Yes, we think it will be largely because the hurdle rate to basically sign up for a subscription is a lot lower than our traditional CapEx model. So inside some of the large customers that we have that charge for a subscription probably falls much lower down in their delegation of authorities if you know what I mean by that. And so it should be a lot [indiscernible] and therefore, we should be able to reduce the time from interest to the time to getting into a contract for sure.

Michael Latimore

All right. Okay. Got it. Good. And then last, can you just remind me on the revenue recognition milestones. I think you obviously get someone final deployment, but there’s more along the way. Can you just remind me like what are the main ones that are going to — like, I think you have a material order as a procurement, these sort of things can be rev rec factors as well. But what are the key ones for the fourth quarter here in terms of those that generates rev rec on your deals?

Andrew Murphy

Sure. It’s a great question.
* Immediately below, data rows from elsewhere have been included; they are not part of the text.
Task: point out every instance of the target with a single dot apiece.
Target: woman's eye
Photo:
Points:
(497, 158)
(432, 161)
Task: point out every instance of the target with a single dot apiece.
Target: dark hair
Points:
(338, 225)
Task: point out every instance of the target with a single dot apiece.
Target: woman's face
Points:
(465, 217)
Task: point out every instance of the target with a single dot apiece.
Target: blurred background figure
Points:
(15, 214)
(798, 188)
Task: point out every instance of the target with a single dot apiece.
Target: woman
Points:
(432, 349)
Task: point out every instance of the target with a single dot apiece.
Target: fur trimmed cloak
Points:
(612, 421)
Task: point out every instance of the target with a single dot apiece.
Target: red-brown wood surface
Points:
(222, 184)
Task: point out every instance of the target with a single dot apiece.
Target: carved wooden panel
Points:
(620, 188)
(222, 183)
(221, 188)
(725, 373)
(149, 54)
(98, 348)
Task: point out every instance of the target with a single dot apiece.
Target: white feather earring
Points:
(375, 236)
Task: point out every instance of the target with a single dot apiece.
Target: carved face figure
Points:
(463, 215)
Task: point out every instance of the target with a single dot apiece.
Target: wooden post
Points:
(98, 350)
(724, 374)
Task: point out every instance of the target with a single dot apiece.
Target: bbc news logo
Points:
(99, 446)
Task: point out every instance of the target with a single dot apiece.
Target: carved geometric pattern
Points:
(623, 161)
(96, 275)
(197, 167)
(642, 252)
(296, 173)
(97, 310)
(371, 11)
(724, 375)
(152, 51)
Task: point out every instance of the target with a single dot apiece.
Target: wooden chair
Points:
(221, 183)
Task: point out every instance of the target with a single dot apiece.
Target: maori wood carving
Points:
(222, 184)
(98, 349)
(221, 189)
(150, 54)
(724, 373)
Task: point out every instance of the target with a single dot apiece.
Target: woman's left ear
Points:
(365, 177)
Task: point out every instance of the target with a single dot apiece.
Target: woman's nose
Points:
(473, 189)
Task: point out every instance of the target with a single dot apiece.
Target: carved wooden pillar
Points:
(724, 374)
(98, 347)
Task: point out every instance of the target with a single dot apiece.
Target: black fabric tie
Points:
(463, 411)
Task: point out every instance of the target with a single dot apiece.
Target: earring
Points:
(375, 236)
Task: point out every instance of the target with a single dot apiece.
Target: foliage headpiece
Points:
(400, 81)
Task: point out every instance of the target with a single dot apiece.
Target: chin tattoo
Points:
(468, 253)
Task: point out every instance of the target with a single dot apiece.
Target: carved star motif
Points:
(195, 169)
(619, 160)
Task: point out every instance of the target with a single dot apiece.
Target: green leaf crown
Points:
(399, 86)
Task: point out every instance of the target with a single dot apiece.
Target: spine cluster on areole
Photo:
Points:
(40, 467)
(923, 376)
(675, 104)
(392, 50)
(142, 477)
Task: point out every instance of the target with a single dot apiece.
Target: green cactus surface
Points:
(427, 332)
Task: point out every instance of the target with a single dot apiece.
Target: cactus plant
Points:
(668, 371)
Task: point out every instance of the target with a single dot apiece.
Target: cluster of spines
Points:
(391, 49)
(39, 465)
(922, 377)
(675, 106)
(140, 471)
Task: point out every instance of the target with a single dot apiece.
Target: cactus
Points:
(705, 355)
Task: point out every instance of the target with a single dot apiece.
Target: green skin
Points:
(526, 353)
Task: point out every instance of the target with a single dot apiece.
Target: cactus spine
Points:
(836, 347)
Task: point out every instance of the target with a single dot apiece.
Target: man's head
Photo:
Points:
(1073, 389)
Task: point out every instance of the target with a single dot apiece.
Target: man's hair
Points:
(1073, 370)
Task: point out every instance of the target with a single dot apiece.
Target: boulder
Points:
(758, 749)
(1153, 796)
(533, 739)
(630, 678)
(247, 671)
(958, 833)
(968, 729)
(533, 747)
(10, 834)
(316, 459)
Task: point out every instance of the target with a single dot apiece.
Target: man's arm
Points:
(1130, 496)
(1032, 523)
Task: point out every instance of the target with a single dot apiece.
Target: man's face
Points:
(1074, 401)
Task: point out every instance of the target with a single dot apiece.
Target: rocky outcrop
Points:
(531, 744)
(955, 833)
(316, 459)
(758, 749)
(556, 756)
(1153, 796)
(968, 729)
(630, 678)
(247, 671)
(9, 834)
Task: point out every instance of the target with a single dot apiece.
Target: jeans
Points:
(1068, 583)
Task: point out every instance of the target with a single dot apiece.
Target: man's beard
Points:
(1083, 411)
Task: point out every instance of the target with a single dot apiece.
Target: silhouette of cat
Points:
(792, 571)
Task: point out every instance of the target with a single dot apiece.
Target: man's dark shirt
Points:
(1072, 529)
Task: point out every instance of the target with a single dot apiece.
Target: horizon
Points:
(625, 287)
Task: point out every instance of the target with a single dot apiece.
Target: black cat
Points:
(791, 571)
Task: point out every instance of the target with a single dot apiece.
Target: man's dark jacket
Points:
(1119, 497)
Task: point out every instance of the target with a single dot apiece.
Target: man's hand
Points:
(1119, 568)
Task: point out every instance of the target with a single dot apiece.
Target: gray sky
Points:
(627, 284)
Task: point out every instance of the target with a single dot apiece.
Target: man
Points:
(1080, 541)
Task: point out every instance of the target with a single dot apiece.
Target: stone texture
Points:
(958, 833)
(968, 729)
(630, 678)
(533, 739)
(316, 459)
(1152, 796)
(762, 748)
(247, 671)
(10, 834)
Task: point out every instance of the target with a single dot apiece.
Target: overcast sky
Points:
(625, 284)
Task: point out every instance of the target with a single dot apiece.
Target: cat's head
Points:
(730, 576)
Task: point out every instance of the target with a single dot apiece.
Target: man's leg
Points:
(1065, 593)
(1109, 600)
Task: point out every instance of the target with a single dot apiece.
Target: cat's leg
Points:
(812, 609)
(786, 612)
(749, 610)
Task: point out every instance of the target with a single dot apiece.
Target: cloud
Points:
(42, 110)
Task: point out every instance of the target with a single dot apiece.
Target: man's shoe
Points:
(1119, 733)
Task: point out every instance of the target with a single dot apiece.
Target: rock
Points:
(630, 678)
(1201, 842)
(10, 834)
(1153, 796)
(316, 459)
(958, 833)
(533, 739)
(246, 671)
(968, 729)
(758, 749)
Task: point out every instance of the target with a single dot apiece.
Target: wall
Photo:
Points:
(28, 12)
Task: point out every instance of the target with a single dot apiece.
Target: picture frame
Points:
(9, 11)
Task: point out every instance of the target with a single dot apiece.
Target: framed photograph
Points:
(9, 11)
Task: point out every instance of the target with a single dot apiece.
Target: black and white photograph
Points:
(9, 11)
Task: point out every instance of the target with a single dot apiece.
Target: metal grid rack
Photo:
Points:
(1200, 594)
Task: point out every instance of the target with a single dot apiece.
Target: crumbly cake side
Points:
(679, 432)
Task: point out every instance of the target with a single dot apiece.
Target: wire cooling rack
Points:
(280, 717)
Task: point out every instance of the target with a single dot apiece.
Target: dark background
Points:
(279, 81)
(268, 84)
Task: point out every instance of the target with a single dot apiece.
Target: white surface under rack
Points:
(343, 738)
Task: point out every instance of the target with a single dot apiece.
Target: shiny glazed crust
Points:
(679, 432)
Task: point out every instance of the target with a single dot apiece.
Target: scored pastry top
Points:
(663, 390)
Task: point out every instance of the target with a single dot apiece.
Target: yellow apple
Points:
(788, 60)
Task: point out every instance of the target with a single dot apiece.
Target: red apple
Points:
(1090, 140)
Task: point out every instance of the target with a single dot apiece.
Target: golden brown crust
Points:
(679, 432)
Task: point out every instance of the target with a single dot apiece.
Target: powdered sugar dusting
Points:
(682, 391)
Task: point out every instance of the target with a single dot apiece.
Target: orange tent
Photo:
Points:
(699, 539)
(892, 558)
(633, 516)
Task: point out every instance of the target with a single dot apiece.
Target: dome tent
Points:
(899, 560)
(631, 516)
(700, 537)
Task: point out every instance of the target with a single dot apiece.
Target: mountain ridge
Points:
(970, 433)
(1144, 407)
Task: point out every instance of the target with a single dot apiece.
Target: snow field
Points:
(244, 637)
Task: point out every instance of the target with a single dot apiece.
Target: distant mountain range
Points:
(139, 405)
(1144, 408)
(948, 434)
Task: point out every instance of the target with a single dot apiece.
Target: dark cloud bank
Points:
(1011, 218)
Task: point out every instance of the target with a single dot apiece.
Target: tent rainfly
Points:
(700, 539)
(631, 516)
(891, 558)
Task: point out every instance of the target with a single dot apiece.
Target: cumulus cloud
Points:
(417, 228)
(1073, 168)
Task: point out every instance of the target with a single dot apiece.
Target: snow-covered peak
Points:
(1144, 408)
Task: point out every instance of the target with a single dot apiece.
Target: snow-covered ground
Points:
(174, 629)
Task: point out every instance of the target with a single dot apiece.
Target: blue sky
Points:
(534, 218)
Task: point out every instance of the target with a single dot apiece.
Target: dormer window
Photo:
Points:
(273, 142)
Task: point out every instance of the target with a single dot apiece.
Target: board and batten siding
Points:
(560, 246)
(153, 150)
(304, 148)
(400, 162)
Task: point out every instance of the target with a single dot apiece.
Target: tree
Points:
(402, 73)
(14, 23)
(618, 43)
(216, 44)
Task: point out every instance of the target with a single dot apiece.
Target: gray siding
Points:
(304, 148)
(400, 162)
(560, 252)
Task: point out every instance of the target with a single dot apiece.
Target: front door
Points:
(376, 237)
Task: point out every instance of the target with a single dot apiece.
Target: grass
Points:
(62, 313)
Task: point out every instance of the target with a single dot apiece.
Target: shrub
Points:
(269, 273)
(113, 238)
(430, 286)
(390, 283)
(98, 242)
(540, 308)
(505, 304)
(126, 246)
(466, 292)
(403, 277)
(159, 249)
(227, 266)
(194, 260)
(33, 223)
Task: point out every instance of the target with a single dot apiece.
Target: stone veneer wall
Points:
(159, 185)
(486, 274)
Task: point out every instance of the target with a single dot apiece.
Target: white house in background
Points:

And looking at Q4, a key for us will be first and foremost received materials and beginning to phase those materials into our manufacturing process under our revenue recognition policy [indiscernible] in that subsequent manufacturing initiation are critical to our profit and revenue wreck. So that will have to — that will contribute quite a bit. So obviously, we’re doing everything we can to continue to push our numbers forward and as we talked about in our speech, stave off any sort of potential risk of supply chain impacts. But really the receipt of materials and the completion of manufacturing and subsequent shipment to project site and then the installation itself are really our key milestones.

Michael Latimore

Great. Thanks a lot. Best of luck.

Chuck Ferry

Thank you.

Operator

[Operator Instructions] I’m showing no additional questions in queue at this time. I’d like to turn the floor back over to Mr. Ferry for his closing comments.

Chuck Ferry

Thanks, operator. Again, thank you everyone for joining us on today’s call and in particular thanks to — I see a number of our shareholders on the call today. And again, on behalf of the entire company, we appreciate your support for what we’re doing. Thanks and have a great day. Over to you, operator.

Operator

Thank you. Before we conclude today’s call, I would like to provide Duos Safe Harbor statement that includes important cautions regarding forward looking statements made during this call. This earnings call contains forward looking statements within the meanings of the Private Securities Litigation Reform Act of 1995. Forward looking terminology such as believes, expects, may, will, should, anticipates, plans or their opposites or similar expressions are intended to identify forward looking statements. We caution you that these statements are not guarantees of future performance or events and are subject to a number of uncertainties, risks and other influences, many of which are beyond our control, which may influence the accuracy of the statements and the projections upon which the statements are based and could cause Duos Technologies Group’s Inc. actual results to differ materially from those anticipated by the forward looking statements. These risks and uncertainties [Technical Difficulty] The actual results may differ materially from those anticipated by the forward-looking statements. These risks and uncertainties include, but are not limited to those described in Item 1A in Duos’ annual report on Form 10-K which is expressly incorporated herein by reference and other factors as may periodically described in Duos’ filings with the SEC.

Thank you for joining us today on Duos Technologies Group’s 2022 third quarter earnings conference. You may now disconnect.